LeCaRD-v2 Benchmark Shows Measurable Gains
Experiments run on LeCaRD-v2, a Chinese legal case retrieval benchmark containing thousands of query-case pairs, demonstrate that the self-evolving agent consistently outperforms two non-evolutionary baselines: a set of human-designed rewriting rules and a greedy rule-selection strategy that picks rules individually without combinatorial validation.
The margin widens when the core LLM has higher capacity, suggesting that the evolutionary loop amplifies the model’s inherent reasoning and planning skills. Exact numeric lifts are reported in the paper’s tables, which compare nDCG and recall metrics across the rule sets generated at each evolution step When Rules Learn: A Self-Evolving Agent for Legal Case Retrieval.
The benchmark choice is significant because LeCaRD-v2 reflects real-world legal language complexity — statutes, precedents, and fact patterns that require exact term overlap. Dense retrievers trained on general corpora often miss these low-frequency legal tokens, whereas BM25 augmented with learned rewriting rules preserves lexical precision while expanding recall. The framework’s zero-training requirement also means it can be deployed atop any existing BM25 index without re-indexing or GPU inference costs at query time.
LLM Capacity Drives Evolution Effectiveness
Ablation experiments reveal that the self-evolution mechanism depends critically on the LLM’s capacity to synthesize negative feedback. When a smaller model powers the agent, the rule set converges to a local optimum that resembles the greedy baseline.
With a high-capacity model, the agent identifies subtle rule interactions — such as a broadening rule that hurts precision unless paired with a filtering rule — and eliminates the harmful combinations in later iterations.
The authors attribute this to the LLM’s “intrinsic knowledge of rule elimination,” meaning the model can predict which rule types are likely to conflict before running the experiment, reducing wasted evaluation cycles When Rules Learn: A Self-Evolving Agent for Legal Case Retrieval.
This finding aligns with a broader trend in agentic LLM research: long-horizon task performance scales with the model’s ability to maintain and exploit a working memory of past actions. Recent work on 1M-context coding agents shows similar dynamics, where the model’s capacity to reference earlier debugging steps determines whether it can complete multi-hour engineering tasks GLM-5.2: Built for Long-Horizon Tasks.
The legal retrieval agent operates on a shorter horizon but faces an analogous challenge — credit assignment across a sequence of rule proposals and validations.

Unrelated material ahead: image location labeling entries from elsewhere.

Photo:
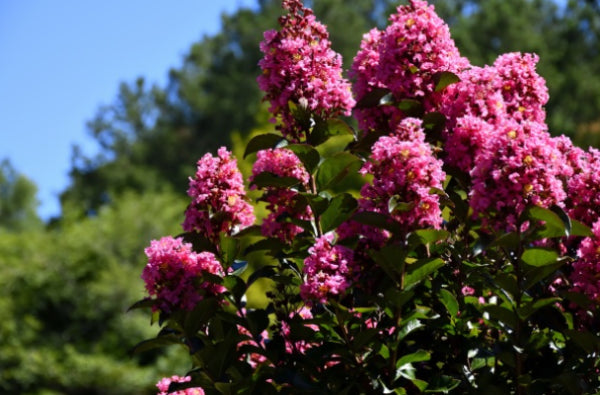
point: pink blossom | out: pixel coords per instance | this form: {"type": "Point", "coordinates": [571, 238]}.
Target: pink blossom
{"type": "Point", "coordinates": [164, 383]}
{"type": "Point", "coordinates": [583, 188]}
{"type": "Point", "coordinates": [219, 202]}
{"type": "Point", "coordinates": [284, 207]}
{"type": "Point", "coordinates": [328, 270]}
{"type": "Point", "coordinates": [519, 165]}
{"type": "Point", "coordinates": [404, 168]}
{"type": "Point", "coordinates": [523, 89]}
{"type": "Point", "coordinates": [300, 346]}
{"type": "Point", "coordinates": [282, 162]}
{"type": "Point", "coordinates": [174, 274]}
{"type": "Point", "coordinates": [299, 66]}
{"type": "Point", "coordinates": [586, 269]}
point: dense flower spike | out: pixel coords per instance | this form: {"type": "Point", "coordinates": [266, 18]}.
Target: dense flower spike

Implications for Legal AI and Retrieval Systems
The self-evolving approach suggests a practical path for production legal search systems: keep the battle-tested BM25 index, layer an LLM-driven rule optimizer that runs offline, and update the rule set periodically as case law evolves. Because the framework requires no labeled relevance judgments beyond the benchmark’s existing annotations, it sidesteps the expensive annotation bottleneck that blocks many dense-retrieval deployments.

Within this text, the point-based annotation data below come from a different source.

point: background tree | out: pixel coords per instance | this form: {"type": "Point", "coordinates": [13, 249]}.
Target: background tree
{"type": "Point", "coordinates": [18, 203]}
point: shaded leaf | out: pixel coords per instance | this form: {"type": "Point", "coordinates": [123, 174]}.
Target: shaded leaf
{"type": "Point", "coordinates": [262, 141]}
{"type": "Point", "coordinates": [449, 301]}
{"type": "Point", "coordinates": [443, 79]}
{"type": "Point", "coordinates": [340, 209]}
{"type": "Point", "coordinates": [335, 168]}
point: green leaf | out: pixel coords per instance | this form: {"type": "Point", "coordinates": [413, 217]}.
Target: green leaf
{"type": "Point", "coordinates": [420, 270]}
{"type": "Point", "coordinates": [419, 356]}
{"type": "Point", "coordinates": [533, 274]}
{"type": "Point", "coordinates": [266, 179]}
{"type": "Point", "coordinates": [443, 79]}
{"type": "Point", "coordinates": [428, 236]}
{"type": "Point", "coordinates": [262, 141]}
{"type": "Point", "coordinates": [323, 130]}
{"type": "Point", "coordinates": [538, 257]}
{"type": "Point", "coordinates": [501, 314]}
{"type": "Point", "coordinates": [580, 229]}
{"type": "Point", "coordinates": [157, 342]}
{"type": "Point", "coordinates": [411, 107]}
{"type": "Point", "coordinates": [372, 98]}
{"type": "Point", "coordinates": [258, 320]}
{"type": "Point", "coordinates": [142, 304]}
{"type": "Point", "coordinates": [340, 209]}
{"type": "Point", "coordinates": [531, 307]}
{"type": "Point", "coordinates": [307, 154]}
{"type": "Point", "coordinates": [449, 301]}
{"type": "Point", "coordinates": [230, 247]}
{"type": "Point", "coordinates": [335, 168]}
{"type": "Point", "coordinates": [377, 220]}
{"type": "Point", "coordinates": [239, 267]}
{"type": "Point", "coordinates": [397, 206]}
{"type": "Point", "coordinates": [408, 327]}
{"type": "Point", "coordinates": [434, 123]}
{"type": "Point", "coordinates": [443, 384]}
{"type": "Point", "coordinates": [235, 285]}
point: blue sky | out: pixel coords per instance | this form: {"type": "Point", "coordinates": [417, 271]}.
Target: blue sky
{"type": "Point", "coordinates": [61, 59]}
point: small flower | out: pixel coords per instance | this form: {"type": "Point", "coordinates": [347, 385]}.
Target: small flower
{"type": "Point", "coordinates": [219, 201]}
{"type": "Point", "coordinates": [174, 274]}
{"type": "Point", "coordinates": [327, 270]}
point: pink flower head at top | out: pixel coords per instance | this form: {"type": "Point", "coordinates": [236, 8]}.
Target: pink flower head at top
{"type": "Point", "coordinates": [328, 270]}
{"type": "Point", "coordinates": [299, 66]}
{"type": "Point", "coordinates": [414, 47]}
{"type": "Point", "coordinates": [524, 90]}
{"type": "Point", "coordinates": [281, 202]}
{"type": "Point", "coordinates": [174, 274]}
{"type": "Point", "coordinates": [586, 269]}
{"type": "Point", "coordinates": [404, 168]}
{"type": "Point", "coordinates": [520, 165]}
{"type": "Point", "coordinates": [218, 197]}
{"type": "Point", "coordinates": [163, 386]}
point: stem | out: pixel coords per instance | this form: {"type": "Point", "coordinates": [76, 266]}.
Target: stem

Teams can also audit the final rule list — each rule is a human-readable text transformation — providing transparency that opaque dense vectors lack.

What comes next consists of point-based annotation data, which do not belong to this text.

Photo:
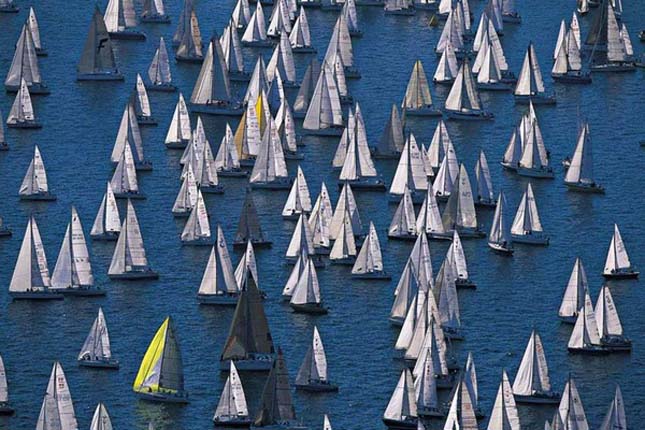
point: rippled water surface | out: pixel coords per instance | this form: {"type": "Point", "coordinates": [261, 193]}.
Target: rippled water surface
{"type": "Point", "coordinates": [514, 295]}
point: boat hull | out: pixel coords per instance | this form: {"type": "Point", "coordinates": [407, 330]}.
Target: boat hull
{"type": "Point", "coordinates": [35, 295]}
{"type": "Point", "coordinates": [217, 299]}
{"type": "Point", "coordinates": [99, 364]}
{"type": "Point", "coordinates": [134, 276]}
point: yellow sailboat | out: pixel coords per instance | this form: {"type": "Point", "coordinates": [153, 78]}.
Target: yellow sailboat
{"type": "Point", "coordinates": [161, 376]}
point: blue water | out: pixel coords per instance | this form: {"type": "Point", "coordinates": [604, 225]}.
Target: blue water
{"type": "Point", "coordinates": [513, 296]}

Evaluation infrastructure will matter as these systems mature. Frameworks that support rapid, reproducible benchmarking across model checkpoints — such as the olmo-eval workbench released this month — enable developers to measure whether a new LLM actually improves the downstream retrieval metric before committing to a production rollout olmo-eval: An evaluation workbench for the model development loop. The legal retrieval paper’s experimental design, which treats each evolution step as a controlled experiment, mirrors the per-checkpoint evaluation discipline that such tools encourage.
Bottom line: A self-evolving LLM agent that learns BM25 query-rewriting rules through automated experimentation beats static human-crafted rules on LeCaRD-v2, offering a zero-training, auditable upgrade path for legal search systems that hinges on the core model’s reasoning capacity.